Thursday, September 12, 2013

Thursday Tips: Don't Bring a Knife to a Gunfight

Brian "Squirrel" Hager just shook his head and grinned when he saw the two rods I'd brought for our day on the river. One was a medium-light spinning outfit rigged with 6-pound test. The other, an ultralight, was spooled with 4-pound line. A long-time guide on the West Virginia portion of the New River, Squirrel likes at least 8-pound test, and he prefers 10.

I should have known better, having fished that section of river several times. Sometimes I forget, though. I quite commonly target stream smallmouths with 4- or 6-pound-test and pretty light rods, but the New is a large, crashing mountain river, which calls for making longer casts and and contending with quite a bit of current. It also lends itself to bigger lures than I often throw for stream smallies, so heavier line and stiffer rod are more effective for making good presentations. The New is also loaded with abrasive rocks, and it holds some giant smallmouths, which will break your heart if they end up breaking your line.

I don't know that I lost any heavyweights on my most recent trip. I don't know that I didn't, either, though, because I broke my line on a few hooksets and failed to hook quite a few fish that I never saw or felt enough to sense their size. I do know that I missed an inordinate number of solid strikes from fish of all sizes.

The major shortfall of my light tackle was that I didn't get good enough hook penetration and missed far too many fish, either by not them at all or by them shaking off partway through the fight. Between rods that were too soft and a drag that I had to keep a little loose because of my light line, my hooksets simply weren't as effective as they should have been. I also didn't end up using the ultralight much because it was just too light, so it was hard for me to keep complementary lures rigged and ready and to fish spots all the ways I would have liked.

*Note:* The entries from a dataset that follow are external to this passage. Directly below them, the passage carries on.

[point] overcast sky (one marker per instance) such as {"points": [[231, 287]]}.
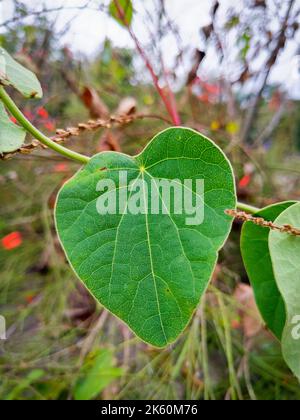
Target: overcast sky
{"points": [[89, 30]]}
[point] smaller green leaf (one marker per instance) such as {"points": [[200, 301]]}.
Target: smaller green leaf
{"points": [[11, 135], [258, 264], [285, 255], [121, 11], [14, 74], [97, 373]]}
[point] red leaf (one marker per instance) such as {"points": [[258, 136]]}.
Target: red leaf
{"points": [[12, 241]]}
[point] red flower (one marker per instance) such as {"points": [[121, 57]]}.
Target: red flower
{"points": [[245, 181], [29, 115], [43, 113], [12, 241], [49, 125], [13, 119], [61, 167]]}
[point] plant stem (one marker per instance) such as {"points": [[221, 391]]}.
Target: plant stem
{"points": [[168, 100], [23, 121], [247, 208]]}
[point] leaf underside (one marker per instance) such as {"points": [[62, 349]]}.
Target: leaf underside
{"points": [[285, 254], [149, 270], [11, 135], [14, 74], [258, 264]]}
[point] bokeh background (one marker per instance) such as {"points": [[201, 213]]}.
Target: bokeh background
{"points": [[232, 69]]}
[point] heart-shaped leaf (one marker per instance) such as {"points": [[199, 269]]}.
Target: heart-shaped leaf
{"points": [[285, 255], [122, 11], [14, 74], [97, 373], [149, 268], [11, 135], [257, 260]]}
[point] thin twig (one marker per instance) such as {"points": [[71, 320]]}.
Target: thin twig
{"points": [[76, 131], [245, 217]]}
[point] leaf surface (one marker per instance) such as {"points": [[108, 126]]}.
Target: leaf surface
{"points": [[14, 74], [12, 136], [285, 254], [258, 264], [150, 270]]}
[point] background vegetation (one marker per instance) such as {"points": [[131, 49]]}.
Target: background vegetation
{"points": [[61, 344]]}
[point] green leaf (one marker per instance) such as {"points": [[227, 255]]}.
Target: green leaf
{"points": [[258, 264], [33, 376], [97, 373], [12, 136], [121, 11], [14, 74], [285, 255], [150, 270]]}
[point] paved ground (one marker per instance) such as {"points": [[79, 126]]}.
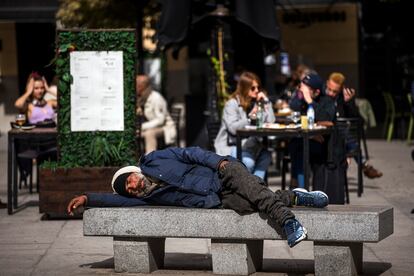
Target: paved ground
{"points": [[31, 246]]}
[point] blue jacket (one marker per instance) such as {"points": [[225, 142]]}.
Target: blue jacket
{"points": [[191, 175]]}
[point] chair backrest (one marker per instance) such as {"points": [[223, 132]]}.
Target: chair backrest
{"points": [[389, 102], [351, 129], [213, 128], [175, 113]]}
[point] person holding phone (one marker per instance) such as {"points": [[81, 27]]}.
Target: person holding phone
{"points": [[344, 98], [239, 111], [32, 102]]}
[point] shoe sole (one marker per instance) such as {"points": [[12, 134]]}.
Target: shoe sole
{"points": [[301, 238], [305, 191]]}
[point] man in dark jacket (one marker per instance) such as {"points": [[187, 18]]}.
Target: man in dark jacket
{"points": [[193, 177], [344, 99], [308, 93]]}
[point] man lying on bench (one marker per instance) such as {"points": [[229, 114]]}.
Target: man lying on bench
{"points": [[193, 177]]}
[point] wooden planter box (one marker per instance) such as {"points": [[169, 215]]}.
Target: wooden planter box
{"points": [[59, 186]]}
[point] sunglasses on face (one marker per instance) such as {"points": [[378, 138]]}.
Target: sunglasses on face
{"points": [[253, 88]]}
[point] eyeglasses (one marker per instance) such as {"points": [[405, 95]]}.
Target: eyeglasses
{"points": [[253, 88]]}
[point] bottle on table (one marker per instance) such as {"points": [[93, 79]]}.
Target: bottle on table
{"points": [[259, 115], [310, 114]]}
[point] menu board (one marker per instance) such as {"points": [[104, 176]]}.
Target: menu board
{"points": [[97, 90]]}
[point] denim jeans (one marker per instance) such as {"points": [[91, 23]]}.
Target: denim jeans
{"points": [[247, 193], [256, 166]]}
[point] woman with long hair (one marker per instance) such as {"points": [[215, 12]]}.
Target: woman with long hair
{"points": [[238, 111], [32, 102]]}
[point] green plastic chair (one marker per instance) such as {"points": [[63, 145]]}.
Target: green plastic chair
{"points": [[389, 115], [411, 123]]}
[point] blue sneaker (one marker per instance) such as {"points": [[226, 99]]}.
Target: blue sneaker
{"points": [[294, 231], [312, 199]]}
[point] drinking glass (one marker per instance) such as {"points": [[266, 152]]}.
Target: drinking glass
{"points": [[295, 117], [20, 119]]}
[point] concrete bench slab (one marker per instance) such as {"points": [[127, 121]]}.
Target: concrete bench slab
{"points": [[139, 233]]}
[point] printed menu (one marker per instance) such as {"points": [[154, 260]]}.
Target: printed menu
{"points": [[97, 91]]}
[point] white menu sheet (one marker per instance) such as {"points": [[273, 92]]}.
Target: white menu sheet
{"points": [[97, 91]]}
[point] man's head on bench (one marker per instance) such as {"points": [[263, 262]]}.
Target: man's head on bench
{"points": [[129, 181]]}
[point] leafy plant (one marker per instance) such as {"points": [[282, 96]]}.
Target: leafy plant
{"points": [[103, 148]]}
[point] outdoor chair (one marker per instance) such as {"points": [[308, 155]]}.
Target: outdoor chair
{"points": [[392, 116], [352, 129], [175, 113], [411, 123], [34, 150], [213, 128]]}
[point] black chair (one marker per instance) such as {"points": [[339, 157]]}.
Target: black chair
{"points": [[175, 113], [352, 129], [213, 128], [38, 150]]}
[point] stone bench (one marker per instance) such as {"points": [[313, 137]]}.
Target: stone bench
{"points": [[338, 233]]}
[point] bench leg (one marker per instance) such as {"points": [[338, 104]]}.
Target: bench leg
{"points": [[142, 255], [337, 258], [237, 257]]}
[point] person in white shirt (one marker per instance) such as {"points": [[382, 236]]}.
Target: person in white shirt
{"points": [[153, 113]]}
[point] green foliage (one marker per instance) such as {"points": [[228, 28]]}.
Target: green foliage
{"points": [[101, 148], [105, 13]]}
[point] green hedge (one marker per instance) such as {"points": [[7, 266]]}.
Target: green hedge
{"points": [[100, 148]]}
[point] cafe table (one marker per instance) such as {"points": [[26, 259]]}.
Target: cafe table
{"points": [[34, 135], [284, 133]]}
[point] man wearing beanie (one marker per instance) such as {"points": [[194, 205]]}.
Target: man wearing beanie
{"points": [[309, 92], [193, 177]]}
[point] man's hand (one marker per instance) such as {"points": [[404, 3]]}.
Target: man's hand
{"points": [[349, 93], [318, 138], [75, 203], [222, 164], [307, 95]]}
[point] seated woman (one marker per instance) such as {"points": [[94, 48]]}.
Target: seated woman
{"points": [[243, 105], [33, 103]]}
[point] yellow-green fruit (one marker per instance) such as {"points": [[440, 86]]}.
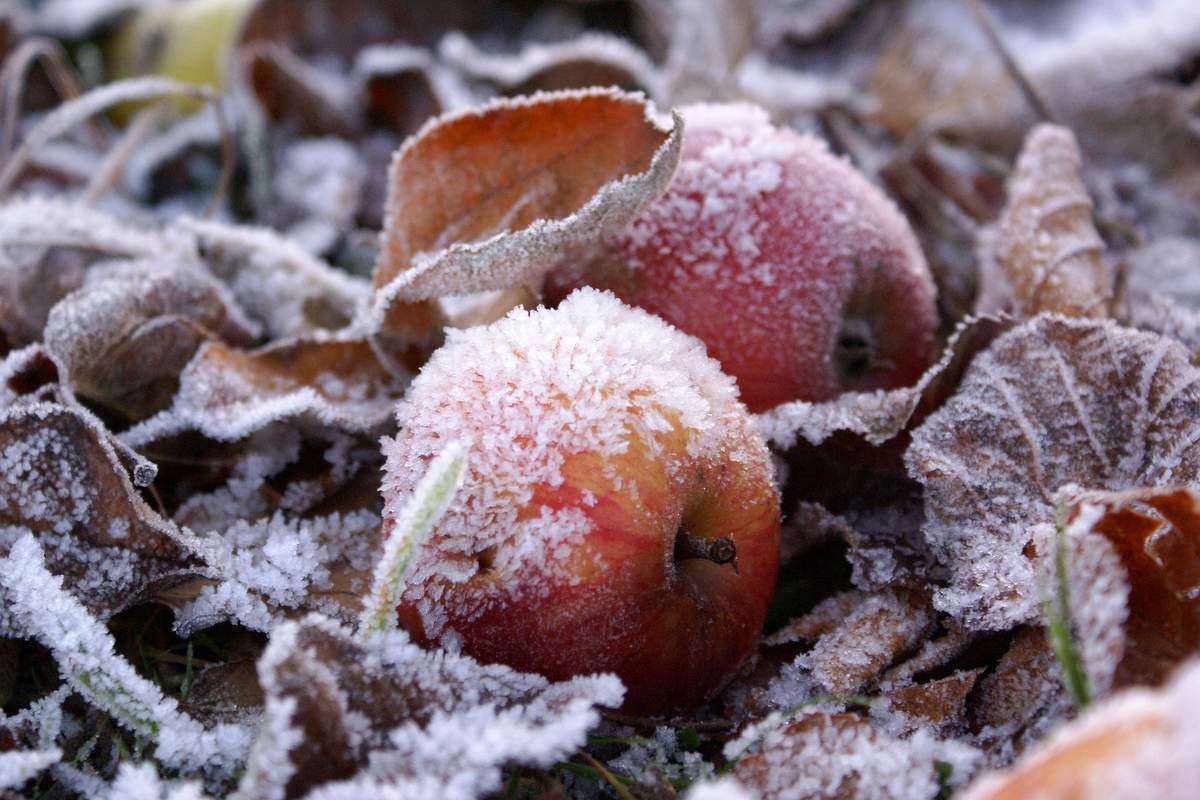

I still caught an enormous number of bass on that particular day because the action so incredible. Had the bite been slower my sub-par hook-up ratio would have been frustrating. I enjoy ultralight fishing as much as anyone, and I'll still carry little stuff when the situation reasonably allows for it. I was reminded, though, to keep in mind that a number of factors (including fish size, river size, cover thickness, lure size and style and hook size) affect the right rod, reel and line size for a day of fishing, and that it's generally better to err heavy than light.